Digital Elevation Model
Point data from the interferometric swath system (samples from the 5-m BASE surface nodes) and single-beam soundings were merged into a single x,y,z dataset. Using the Spatial Analyst tool in Esri ArcGIS, the soundings were compared to the final combined DEM by extracting values from the DEM at the precise sounding sample locations used to create the model. There are a total of 2,406,226 samples and the root mean square error of all points is 0.166 m. The root mean square error of 91 percent of all points is 0.098 m. The differences between the point dataset and the extracted DEM values were color coded in order to visually articulate differences (fig. 7). This comparison demonstrates how well the model surface represents the original sounding and sample data. The interpolated DEM resolution was constrained by a 50-m cell size and the distance between tracklines was generally in excess of 150 m (fig. 5).
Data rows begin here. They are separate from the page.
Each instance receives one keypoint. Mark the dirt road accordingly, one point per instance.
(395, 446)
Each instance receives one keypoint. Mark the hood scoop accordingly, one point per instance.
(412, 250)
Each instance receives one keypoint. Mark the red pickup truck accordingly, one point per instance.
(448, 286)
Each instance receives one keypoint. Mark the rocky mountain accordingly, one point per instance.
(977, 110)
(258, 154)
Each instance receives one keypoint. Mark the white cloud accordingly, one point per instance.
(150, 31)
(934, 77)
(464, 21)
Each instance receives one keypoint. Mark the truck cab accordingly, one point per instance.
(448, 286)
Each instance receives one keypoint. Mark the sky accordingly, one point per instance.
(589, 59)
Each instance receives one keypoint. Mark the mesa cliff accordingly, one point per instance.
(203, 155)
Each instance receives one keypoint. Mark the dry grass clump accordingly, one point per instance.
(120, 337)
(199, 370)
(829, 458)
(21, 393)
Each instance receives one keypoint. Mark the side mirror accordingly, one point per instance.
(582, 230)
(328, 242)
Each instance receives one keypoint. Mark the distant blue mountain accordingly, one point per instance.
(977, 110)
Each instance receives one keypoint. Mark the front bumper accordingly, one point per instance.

Depending on how coarse the DEM resolution is compared to sounding distribution greatly effects how well the DEM represents the data. In this example there may be hundreds of samples in a 50-m by 50-m cell; however, they are only represented on the surface by one value, typically the mean. Therefore, in cases where terrain slope is high the gridding formula mutes the actual variability in the sample data. This sacrifice is necessary when creating continuous surfaces over bathymetric datasets where trackline spacing did not allow for overlap. Finlayson and others (2011), Fregoso and others (2008), and Foxgrover and others (2004) also reported difficulty with gridding over steep slopes.The percent coverage of swath sample data relative to the elevation model area is approximately 80.25 percent, encompassing 81 km2.